沈獨清把眼睛瞪圓了。還能親?還能摸?對對對,情侶都能親親摸摸的!可是,一上來就親親摸摸,是不是有點太快了?沈獨清抬頭盯著孟正的嘴角看。
沈獨清的臉紅了。這純情孩子已經腦補出一系列不純情的東西來了。
孟正隱隱有一種不好的預感,結結巴巴地問:“你、你剛剛說的那個是指哪個?”
“就、就互相寫情書啊。”沈獨清也結結巴巴地說。
孟正從旁邊扯過被子,蓋住了沈獨清的臉,阻斷了他看向自己的視線,故作兇巴巴地說:“給你寫!一定寫!”啊啊啊,他剛剛為什麼要說親親摸摸啊!
沈獨清笑了出來,抖了抖被子,也蓋住了孟正。兩人蒙在被子裡,眼睛看不見,其他感官就被放大了。沈獨清摟著孟正的腰。孟正被抱得渾身不自在。
奇怪了,正如沈獨清說的那樣,他們以前在球場上沒有少抱啊,考試前互相加油鼓勁時也會抱一下,可那時為什麼沒有現在這種心跳加速的感覺呢?
孟正慌里慌張地推開沈獨清,說:“我、我去看看非濁。”
沈獨清不許。他頭天晚上沒睡好,這會兒抱著孟正,漸漸就有了睏意。
沈獨清是被一陣電話鈴聲吵醒的。
他睜開眼睛一看,孟正已經不在床上了,而孟正放在床頭櫃上的手機響得正歡。沈獨清先在床上打了一個滾,才拿起手機看了看。電話是劉劍打來的。
沈獨清連忙坐起來接電話。
電話那頭的劉劍見接電話的人是沈獨清,也不覺得奇怪,他知道沈獨清和孟正住一起,兩個人好得能穿一條褲子。反正事情說給沈獨清聽也是一樣的。
說著說著,劉劍慢慢察覺到了不對,沈獨清說話的語氣好奇怪啊。
劉劍停頓了一下。
你叔的配偶是你嬸,你姑的配偶是你姑父,你爸的配偶就是……你爹。
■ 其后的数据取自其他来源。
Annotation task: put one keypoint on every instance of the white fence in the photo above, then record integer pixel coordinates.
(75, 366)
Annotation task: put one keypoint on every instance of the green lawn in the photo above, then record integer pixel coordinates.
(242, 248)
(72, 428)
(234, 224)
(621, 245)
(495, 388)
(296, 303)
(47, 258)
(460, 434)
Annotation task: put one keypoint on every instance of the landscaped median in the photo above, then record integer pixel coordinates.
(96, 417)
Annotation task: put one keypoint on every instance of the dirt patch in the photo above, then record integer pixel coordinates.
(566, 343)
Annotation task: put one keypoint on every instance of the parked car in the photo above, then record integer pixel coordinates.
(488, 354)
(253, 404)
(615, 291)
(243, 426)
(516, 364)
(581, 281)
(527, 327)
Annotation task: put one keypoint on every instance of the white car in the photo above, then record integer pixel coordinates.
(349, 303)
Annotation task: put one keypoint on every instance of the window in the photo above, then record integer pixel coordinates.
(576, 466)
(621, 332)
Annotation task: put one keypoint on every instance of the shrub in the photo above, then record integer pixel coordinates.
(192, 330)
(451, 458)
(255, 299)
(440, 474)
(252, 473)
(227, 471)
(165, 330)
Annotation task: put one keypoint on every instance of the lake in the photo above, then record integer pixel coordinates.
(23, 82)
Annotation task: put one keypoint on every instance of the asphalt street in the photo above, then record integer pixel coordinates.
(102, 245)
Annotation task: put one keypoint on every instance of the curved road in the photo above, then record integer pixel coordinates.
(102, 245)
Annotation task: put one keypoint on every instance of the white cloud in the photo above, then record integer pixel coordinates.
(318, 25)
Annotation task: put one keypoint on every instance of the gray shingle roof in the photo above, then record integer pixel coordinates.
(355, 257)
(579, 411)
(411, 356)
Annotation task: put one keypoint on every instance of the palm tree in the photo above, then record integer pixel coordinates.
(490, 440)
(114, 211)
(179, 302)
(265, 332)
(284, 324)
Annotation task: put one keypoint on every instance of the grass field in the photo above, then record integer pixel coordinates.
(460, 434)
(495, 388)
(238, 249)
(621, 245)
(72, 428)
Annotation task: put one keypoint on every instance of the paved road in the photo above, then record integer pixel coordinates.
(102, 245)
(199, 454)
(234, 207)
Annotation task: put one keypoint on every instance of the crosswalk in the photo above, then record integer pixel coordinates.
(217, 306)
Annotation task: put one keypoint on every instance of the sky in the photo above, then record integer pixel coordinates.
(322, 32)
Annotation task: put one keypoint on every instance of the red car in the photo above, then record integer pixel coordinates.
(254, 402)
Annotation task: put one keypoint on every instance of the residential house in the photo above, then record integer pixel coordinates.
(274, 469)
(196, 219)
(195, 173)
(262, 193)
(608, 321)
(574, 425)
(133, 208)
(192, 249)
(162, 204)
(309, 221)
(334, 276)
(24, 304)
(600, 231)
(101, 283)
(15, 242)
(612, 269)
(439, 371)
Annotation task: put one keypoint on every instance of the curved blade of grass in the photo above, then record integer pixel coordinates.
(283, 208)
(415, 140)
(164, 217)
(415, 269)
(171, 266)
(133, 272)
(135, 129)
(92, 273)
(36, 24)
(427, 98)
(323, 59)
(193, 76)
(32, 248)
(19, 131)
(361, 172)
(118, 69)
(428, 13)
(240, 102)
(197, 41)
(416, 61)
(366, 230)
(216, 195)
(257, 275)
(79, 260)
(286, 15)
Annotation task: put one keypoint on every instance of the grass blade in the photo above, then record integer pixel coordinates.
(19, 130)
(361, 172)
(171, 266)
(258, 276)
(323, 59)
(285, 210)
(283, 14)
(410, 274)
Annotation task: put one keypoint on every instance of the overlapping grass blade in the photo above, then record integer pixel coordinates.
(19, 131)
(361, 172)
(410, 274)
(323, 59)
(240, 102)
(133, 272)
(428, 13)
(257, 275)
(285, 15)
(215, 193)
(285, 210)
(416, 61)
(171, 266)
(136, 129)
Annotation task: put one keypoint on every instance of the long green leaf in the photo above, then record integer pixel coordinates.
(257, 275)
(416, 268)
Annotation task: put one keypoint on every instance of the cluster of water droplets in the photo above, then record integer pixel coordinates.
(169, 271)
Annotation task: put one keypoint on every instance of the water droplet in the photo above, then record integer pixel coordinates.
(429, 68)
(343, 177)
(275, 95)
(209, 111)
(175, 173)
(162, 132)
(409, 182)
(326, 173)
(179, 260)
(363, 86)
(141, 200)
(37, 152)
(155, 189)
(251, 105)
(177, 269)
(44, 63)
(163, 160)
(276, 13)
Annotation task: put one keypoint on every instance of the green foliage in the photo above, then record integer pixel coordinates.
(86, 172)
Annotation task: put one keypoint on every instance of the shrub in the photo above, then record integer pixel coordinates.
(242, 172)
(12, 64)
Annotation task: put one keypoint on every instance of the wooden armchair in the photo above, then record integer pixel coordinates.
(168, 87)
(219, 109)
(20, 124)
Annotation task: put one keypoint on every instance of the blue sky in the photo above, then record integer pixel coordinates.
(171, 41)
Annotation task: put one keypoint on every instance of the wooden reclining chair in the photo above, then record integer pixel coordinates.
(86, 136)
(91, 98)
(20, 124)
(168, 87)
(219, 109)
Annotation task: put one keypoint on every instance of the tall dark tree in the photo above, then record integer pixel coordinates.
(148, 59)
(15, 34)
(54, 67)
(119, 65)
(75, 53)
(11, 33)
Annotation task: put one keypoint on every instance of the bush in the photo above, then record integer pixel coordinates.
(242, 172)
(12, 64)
自動把自己升級成長輩的沈獨清滿臉慈祥地說:“劍劍,怎麼不說了,我聽著呢。”
劉劍說的事和沈非濁的同班同學呂博文有關。
之前,大家知道了沈非濁為呂博文偽造家長簽名的原因, 但又不知道該如何處理這事, 劉劍就為他們引薦了一位社工專業的姓鄭的師兄。鄭師兄和沈非濁有過簡訊交流, 沈非濁受益匪淺。於是沈非濁又把鄭師兄介紹給了呂博文。
鄭師兄一直在q-q上開導呂博文, 還試圖和呂博文的父母對話。
鑑於鄭師兄在這件事上如此盡心盡力,沈非濁曾打算送他一份禮物表示感謝。劉劍那時還說:“禮物就不用了,鄭師兄也是為了完成自己的研究生畢業論文。就你同學家的這件事,會被他用化名寫進論文裡作為一個真實案例。”
但呂博文家裡的事情並不好解決,他的父母非常固執,鄭師兄無法做通他們的思想工作。透過和呂博文的對話,鄭師兄無意間得知呂博文竟然是被過繼的。這對待他非常嚴苛的夫妻其實是他的養父養母, 因為無法生育從老家親戚中過繼了他。呂博文對親生父母隱隱有些印象, 約莫是他三四歲時, 他親生母親懷孕了, 那個孩子還沒生下來, 呂博文忽然被過繼給了他現在的爸爸媽媽。
鄭師兄覺得這裡頭有一點非常奇怪。
呂博文的老家在農村, 當地的重男輕女現象非常嚴重, 他親生母親肚子裡的那個孩子還不知道男女, 身為長子的他竟然被過繼出去了?當然,他親生母親有可能做過非法b超,知道肚子裡又是個兒子, 但在這種情況下,大部分人都會選擇等肚子裡的孩子生下來後把小兒子過繼吧,怎麼會把長子過繼呢?
還有可能是因為呂博文的親生父母知道養父母家裡條件好, 盼著孩子過繼後能過上富裕的生活。但問題是,自從呂博文被過繼後,他就再也沒有回過老家了,他親生父母也沒有來看過他。父母和孩子之間的聯絡被徹底地斬斷了。
鄭師兄懷疑呂博文是被拐賣的。有兩種可能。第一種,他的親生父母並不是他真正的親生父母,而是從哪裡買了他,結果後來懷孕有了親生的孩子,正好他養父母想要過繼,他們就趕緊把呂博文送出了家門。第二種,他的親生父母確實是親的,但所謂的過繼只是說法好聽而已,他被親生父母賣給了養父母。
當然,鄭師兄只是在心裡這麼想想,並沒有在呂博文面前露出過口風。